I feel as though the historic efforts of interoperability aren't reflected here and would seem to be superseded by the current form of the axiom of versatility, that suggests this is primarily done as an effort to make it possible to do everything in Rust itself.

I think that the true versatility of Rust is shown when you can use as little of it as you need to reap the benefits you are after.

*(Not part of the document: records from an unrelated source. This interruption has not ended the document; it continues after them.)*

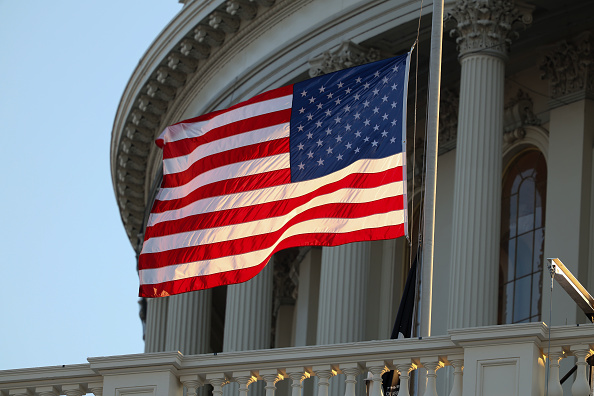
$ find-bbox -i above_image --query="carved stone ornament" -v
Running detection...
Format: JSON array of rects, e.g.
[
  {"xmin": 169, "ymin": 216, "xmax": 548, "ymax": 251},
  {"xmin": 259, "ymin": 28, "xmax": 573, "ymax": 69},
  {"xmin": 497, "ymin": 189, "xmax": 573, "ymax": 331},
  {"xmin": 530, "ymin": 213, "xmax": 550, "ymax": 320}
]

The Rust project and the projects around it have invested greatly in ensuring that Rust plays nicely with other languages, with minimal developer effort, to an impressive degree:

  • rust-bindgen provides a decent mechanism to interoperate not only with C, but anything else that operates over the C FFI,
  • pyo3 makes it easier to interoperate with Python, providing a safer and more accessible option for implementing performance critical logic exposed to Python,
  • the influence that the Rust community has had on the implementation and adoption of WASM and WASI not only makes using Rust in seemingly any runtime easier, but also permitting Rust projects to permit extension with anything else targeting WASM, and
  • serde also feels worth mentioning here as another tool that greatly assists interoperability.

Rust complements code in others systems so it is interoperable. The language and tools provide clear boundaries, which can function as interfaces to other languages, and features that avoid runtime dependencies.

Rust provides benefits in a broad range of contexts, so it is versatile. You can use Rust to write low-level code, where it can precisely manage architectural and systems concerns, and at high level, where ergonomic abstractions can deal with problems in their conceptual form, and anywhere in-between.